Brian Seery, Singlepoint’s CTO, spoke to Aoife Valentine from The Sunday Business Post about artificial intelligence.
Read the transcript of this interview below:
The New Electricity – Ai And Machine Learning
A lack of trust and acceptance is holding businesses back from the benefits of artificial intelligence, but it’s coming in hot anyway, writes Aoife Valentine from The Sunday Business Post.
PwC’s recent Global Artificial Intelligence Study named artificial intelligence (AI) as the “biggest commercial opportunity in today’s fast-changing economy”. Taking in the ways that AI is set to transform and disrupt many industries, the study suggested AI could contribute $15.7 trillion to the global economy in 2030, with $6.6 trillion coming from increased productivity alone.

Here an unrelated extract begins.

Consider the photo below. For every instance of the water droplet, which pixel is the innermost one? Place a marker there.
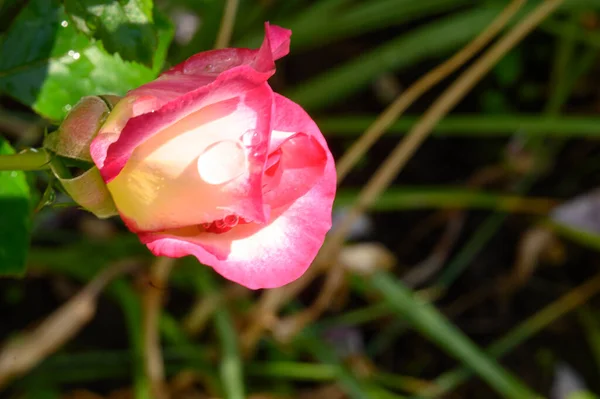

Gartner estimates that more than 85 per cent of customer interaction will be managed without a human by 2020, predicting chatbots will be the number one consumer application of AI over the next five years. And according to research by TechIreland, over 40 per cent of the AI being developed in Ireland is in the enterprise software space.
AI comes in many forms, but mostly centres on computer systems that can think, learn and take action in response to what they’re sensing and their objectives. It’s often used to automate manual, routine tasks, to help employees perform tasks faster and better, to help people make better decisions, and to automate decision-making processes without human intervention. Particularly around the latter, is where a certain level of hesitation from companies to embrace AI is coming in.
“As you rely more and more on AI to make decisions for you, you have to be able to understand why it’s making those decisions. For highly regulated industries, they have to be able to stand over all of those decisions because that’s the difference between running the business and having the business shut down. When you talk about machine learning, it’s one thing to use to it drive insights, but when you start to move it towards intelligent decision-making and you hand that over to some machine learning model, if you can’t explain why it’s making those decisions, that’s a big challenge and a big risk aversion piece for sure, there’s definitely a challenge in trusting that,” said Brian Seery, technical consulting director at Singlepoint.
As the amount of data we consume and produce daily in business increases, so too will the need for stronger and better AI systems to help increase efficiencies within companies. But more than just increased productivity and efficiency, AI is and will continue to allow companies to provide better solutions for customers. “The biggest impact it has for the types of customers we work with, is the ability to personalise offerings and more effectively target customers. Most of the AI and machine learning projects we’re working on are focused on how do you do that effectively; profile your customers around appetite for risk, propensity to buy, those kinds of things. You’re looking at historic buying and purchasing patterns to do that,” said Seery.